Monday, November 07, 2016

Election oddments, part 4 -- organizing for a better Georgia


Rebecca Traister passes along this woman's inspirational project. It won't happen this time, but Stacey Abrams, state house Minority Leader, has a clear, practical plan to pull Georgia in a more progressive direction. She's not just shooting shit; over time, she intends to win. Some excerpts from a much longer interview:

So how’s it going?
I think it is -- going. We’re moving in the right direction. It will always be a heavy lift because until you’ve proved it’s possible then it’s always potentially impossible. And Georgia has not had the level of investment in our elections that you would need to see since the 1990s, since the last President Clinton.

... the demographic migration in Georgia is massive and it’s unique; between 2000 and 2010, 1.5 million new people moved into Georgia, 1.2 million of whom were people of color. ... By 2024–2025, it’s estimated that Georgia will be majority minority and that majority will be 33 percent African-American, 11 percent Latino, and 9 percent Asian-American.

And so your aim is to turn out all these new residents to vote.
You want everyone. You want white swing voters. But your untapped population, the population we haven’t spent a great deal of time or effort on, is people of color. And the goal is spending time early, convincing them that their votes matter. If you want progressive policies, these are the folks you go to.

... In 2014 we began to focus on it, because I’d heard about this 800,000 number for years. And that’s not to say that there haven’t been civil-rights organizations on the ground trying to tackle it, but it’s expensive.
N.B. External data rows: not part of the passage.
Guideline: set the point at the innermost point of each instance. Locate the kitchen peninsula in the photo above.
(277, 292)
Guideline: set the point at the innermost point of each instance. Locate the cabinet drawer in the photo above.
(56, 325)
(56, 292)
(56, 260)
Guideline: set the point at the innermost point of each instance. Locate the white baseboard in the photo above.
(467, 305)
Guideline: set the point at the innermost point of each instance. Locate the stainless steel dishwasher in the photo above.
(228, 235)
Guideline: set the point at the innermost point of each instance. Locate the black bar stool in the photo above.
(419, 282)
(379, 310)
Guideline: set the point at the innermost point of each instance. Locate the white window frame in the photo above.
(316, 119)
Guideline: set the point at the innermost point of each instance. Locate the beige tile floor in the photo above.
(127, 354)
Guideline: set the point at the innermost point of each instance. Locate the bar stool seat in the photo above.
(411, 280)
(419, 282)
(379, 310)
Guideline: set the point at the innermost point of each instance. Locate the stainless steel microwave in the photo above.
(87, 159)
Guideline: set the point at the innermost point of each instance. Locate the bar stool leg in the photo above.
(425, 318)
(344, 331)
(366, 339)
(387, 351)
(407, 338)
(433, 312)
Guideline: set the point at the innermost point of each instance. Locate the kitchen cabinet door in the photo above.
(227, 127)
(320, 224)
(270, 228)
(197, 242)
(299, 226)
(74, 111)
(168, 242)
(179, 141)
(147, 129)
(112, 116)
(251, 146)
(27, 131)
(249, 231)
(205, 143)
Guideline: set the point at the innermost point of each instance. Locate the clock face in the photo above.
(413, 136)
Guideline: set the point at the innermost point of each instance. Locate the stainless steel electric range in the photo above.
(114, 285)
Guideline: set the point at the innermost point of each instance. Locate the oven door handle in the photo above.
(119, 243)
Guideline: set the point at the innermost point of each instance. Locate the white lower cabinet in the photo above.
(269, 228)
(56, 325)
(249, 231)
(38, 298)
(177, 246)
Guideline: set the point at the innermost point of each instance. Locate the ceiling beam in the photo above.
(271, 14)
You’re not talking about a population that walks up to your door and asks to register; you’re talking about a population that no one ever asks to register and therefore never thinks they should register. Which means instead of standing at a festival, you have to go and knock on their doors. And not everyone lives in Atlanta. Which means going to rural communities, going to depressed communities, going to communities where there is absolutely no trust in politics or in politicians. And that is an expensive endeavor.

You very rarely hear about enthusiasm for Clinton in the national narrative.
I think there’s a false comparative that exists in this election, where Barack Obama is used as the barometer for enthusiasm. Barack Obama was a phenomenon. He, over the course of fewer than four years, went from an unknown state senator who defied political history and racial history and stepped onto the stage with a mix of skills we had not seen before. And he did so in such a singular way that to ever compare any other presidential candidacy to his is to by definition devalue what he accomplished, but also to create a false expectation for everyone else.

Let's hope Abrams can keep on keeping on.

Tomorrow this election will be over, praise be! For today I'll be putting up collected oddments that have caught my eye which will soon be just history.